Michael Stackhouse is at the cutting edge of data technology within the pharmaceutical industry. He has extensive CDISC experience, working with both Study Data Tabulation Model (SDTM) and Analysis Data Model (ADaM) standards, and serving as a subject matter expert for Define.xml. He holds a bachelor’s degree from Arcadia University, where he studied business administration, economics, and statistics. He is a 2020 UC Berkeley School of Information Master of Information and Data Science (MIDS) program graduate, where he worked on projects involving computer vision, natural language processing, cluster computing, and deep learning.
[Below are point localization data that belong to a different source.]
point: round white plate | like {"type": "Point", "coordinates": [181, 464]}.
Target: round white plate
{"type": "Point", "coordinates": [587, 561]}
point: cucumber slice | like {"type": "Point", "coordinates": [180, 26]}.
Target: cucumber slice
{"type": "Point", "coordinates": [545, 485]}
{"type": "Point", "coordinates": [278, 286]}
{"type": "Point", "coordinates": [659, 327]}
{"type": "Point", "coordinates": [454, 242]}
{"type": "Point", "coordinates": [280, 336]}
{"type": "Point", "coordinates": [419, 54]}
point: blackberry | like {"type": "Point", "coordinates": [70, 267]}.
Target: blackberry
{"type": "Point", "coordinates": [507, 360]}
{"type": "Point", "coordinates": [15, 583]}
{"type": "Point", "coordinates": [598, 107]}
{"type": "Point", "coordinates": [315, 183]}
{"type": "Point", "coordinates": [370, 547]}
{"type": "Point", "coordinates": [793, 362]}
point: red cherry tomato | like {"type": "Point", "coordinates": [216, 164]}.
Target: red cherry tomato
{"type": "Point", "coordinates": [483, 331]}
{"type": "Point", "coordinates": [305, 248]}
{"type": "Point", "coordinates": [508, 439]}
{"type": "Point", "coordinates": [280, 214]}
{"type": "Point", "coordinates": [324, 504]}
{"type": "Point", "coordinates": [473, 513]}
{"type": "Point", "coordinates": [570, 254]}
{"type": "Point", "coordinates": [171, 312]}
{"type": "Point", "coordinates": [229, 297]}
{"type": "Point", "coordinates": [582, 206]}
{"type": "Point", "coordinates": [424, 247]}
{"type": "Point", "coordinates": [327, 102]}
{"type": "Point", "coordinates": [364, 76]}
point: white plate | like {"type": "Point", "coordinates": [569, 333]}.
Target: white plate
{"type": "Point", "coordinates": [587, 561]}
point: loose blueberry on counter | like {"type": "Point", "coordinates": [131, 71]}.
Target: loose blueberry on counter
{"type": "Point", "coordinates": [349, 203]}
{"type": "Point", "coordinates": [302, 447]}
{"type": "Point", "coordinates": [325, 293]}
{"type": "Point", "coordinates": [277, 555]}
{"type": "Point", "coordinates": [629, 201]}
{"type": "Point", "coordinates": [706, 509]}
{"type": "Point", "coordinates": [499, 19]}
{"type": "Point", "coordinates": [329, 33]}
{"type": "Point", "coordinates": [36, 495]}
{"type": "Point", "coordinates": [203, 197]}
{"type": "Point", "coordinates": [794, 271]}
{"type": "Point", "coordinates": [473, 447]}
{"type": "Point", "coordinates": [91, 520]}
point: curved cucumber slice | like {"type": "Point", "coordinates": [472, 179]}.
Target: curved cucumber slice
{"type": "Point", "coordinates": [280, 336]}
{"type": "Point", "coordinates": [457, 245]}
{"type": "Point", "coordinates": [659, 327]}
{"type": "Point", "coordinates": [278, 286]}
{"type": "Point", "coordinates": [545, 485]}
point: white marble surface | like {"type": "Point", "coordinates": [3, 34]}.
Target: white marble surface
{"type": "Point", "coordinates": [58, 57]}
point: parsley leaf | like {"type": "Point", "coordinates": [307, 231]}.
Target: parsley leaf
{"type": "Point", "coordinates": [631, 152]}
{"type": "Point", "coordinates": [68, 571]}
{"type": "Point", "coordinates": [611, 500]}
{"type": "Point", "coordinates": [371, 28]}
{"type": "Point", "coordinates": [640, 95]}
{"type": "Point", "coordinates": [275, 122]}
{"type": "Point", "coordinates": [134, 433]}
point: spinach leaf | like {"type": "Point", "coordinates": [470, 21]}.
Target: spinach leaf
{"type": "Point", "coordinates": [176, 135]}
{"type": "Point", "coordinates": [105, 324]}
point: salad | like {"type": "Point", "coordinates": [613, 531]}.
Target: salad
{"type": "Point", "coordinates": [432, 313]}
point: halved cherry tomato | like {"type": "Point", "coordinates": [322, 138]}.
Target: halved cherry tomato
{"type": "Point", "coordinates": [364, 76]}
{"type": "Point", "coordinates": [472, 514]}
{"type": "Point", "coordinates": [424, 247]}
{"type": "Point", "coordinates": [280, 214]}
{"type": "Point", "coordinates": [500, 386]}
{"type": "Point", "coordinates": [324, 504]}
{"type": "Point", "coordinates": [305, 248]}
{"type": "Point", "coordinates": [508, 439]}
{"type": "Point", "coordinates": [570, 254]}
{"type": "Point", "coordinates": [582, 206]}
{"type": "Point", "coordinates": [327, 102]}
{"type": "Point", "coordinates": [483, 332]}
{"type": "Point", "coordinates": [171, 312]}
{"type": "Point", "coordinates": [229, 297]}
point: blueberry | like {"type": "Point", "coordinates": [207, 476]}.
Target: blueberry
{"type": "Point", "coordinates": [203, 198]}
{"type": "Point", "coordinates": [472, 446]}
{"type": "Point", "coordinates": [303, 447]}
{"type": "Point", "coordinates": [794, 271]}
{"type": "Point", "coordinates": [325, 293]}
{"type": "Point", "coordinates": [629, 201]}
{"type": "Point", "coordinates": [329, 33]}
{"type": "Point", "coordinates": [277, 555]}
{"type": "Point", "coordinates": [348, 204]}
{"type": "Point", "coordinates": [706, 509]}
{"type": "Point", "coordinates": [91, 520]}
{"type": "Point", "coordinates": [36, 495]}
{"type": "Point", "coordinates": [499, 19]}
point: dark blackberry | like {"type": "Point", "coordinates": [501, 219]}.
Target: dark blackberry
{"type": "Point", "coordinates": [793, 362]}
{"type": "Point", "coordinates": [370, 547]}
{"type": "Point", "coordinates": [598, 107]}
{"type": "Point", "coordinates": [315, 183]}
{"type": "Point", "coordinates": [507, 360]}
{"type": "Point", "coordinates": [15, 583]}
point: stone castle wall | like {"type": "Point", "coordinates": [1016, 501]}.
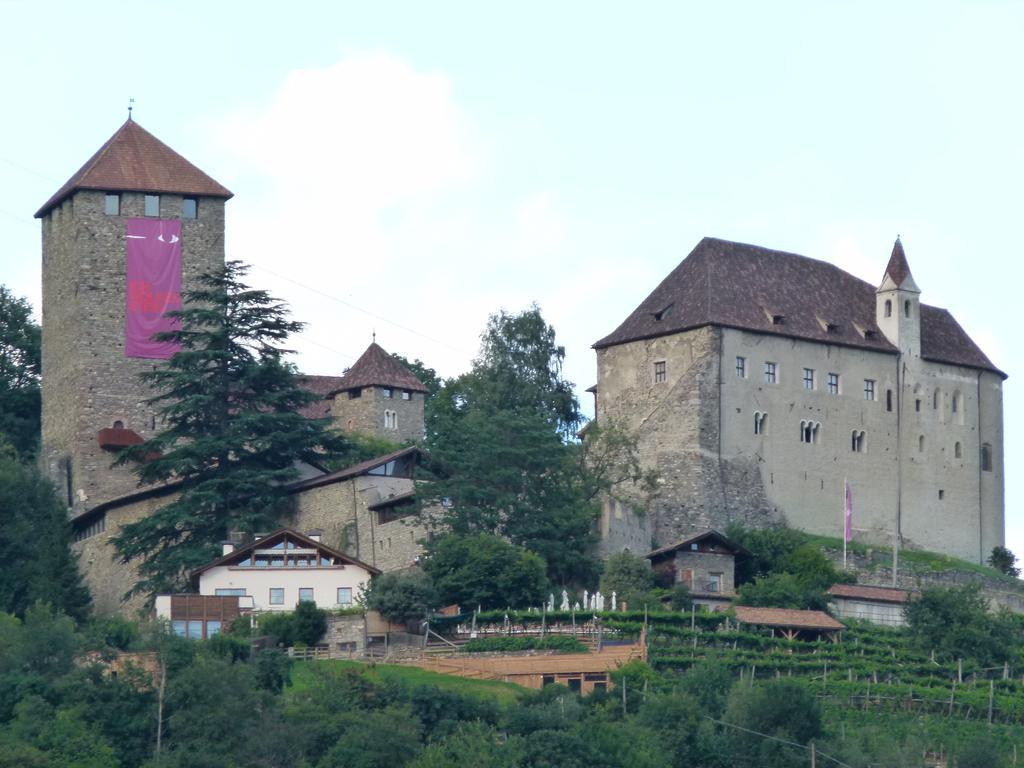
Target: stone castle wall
{"type": "Point", "coordinates": [366, 414]}
{"type": "Point", "coordinates": [87, 381]}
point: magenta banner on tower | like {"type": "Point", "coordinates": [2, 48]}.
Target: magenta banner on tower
{"type": "Point", "coordinates": [153, 271]}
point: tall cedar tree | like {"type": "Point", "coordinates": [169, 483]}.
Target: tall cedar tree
{"type": "Point", "coordinates": [232, 432]}
{"type": "Point", "coordinates": [35, 545]}
{"type": "Point", "coordinates": [20, 363]}
{"type": "Point", "coordinates": [499, 437]}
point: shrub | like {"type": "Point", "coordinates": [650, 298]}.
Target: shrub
{"type": "Point", "coordinates": [401, 596]}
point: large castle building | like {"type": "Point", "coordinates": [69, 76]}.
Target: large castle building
{"type": "Point", "coordinates": [760, 384]}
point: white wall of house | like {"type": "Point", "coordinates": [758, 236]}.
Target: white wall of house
{"type": "Point", "coordinates": [258, 583]}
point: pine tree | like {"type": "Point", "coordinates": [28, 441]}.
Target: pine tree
{"type": "Point", "coordinates": [232, 433]}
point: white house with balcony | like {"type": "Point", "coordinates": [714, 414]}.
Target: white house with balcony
{"type": "Point", "coordinates": [274, 571]}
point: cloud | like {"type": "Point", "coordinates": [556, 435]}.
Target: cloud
{"type": "Point", "coordinates": [351, 183]}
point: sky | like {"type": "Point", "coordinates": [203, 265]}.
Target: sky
{"type": "Point", "coordinates": [408, 169]}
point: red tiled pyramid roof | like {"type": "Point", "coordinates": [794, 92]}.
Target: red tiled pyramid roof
{"type": "Point", "coordinates": [377, 368]}
{"type": "Point", "coordinates": [735, 285]}
{"type": "Point", "coordinates": [134, 160]}
{"type": "Point", "coordinates": [323, 386]}
{"type": "Point", "coordinates": [898, 268]}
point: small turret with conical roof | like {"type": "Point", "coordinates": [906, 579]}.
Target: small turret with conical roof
{"type": "Point", "coordinates": [90, 372]}
{"type": "Point", "coordinates": [379, 396]}
{"type": "Point", "coordinates": [898, 303]}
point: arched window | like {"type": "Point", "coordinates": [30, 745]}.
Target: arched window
{"type": "Point", "coordinates": [857, 442]}
{"type": "Point", "coordinates": [809, 431]}
{"type": "Point", "coordinates": [760, 423]}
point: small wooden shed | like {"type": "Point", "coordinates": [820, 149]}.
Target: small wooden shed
{"type": "Point", "coordinates": [793, 625]}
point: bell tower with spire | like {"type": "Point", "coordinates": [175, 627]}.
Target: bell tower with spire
{"type": "Point", "coordinates": [898, 304]}
{"type": "Point", "coordinates": [97, 312]}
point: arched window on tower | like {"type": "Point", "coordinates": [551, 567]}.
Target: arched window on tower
{"type": "Point", "coordinates": [986, 458]}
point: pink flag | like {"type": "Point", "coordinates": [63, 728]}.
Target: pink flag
{"type": "Point", "coordinates": [848, 513]}
{"type": "Point", "coordinates": [153, 273]}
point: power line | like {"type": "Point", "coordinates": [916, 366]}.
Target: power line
{"type": "Point", "coordinates": [350, 305]}
{"type": "Point", "coordinates": [817, 752]}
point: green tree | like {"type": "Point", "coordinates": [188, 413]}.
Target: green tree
{"type": "Point", "coordinates": [232, 429]}
{"type": "Point", "coordinates": [485, 570]}
{"type": "Point", "coordinates": [954, 622]}
{"type": "Point", "coordinates": [783, 709]}
{"type": "Point", "coordinates": [35, 545]}
{"type": "Point", "coordinates": [375, 739]}
{"type": "Point", "coordinates": [629, 576]}
{"type": "Point", "coordinates": [20, 365]}
{"type": "Point", "coordinates": [401, 596]}
{"type": "Point", "coordinates": [1005, 561]}
{"type": "Point", "coordinates": [501, 445]}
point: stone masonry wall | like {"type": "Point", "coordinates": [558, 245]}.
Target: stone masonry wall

Currently, Mike serves as the co-lead of the PHUSE working group Data Visualization and Open-source Technology. Mike and his team at Atorus have developed several open-source R packages, including the Atorus packages Tplyr and pharmaRTF.


Diane Wold

Diane Wold received her Ph.D. in Statistics from the University of North Carolina at Chapel Hill. She worked for Burroughs Wellcome/Glaxo Wellcome/Glaxo Smith Kline in a variety of roles for over 30 years. At the Glaxo Smith Kline merger, she joined the data standards group, and in 2002 she joined the CDISC SDS team. She was also involved in other CDISC teams, including the Protocol Representation Group and SHARE. In 2012 she became involved in the CFAST initiative to develop therapeutic area standards. In 2015 she joined CDISC as an employee.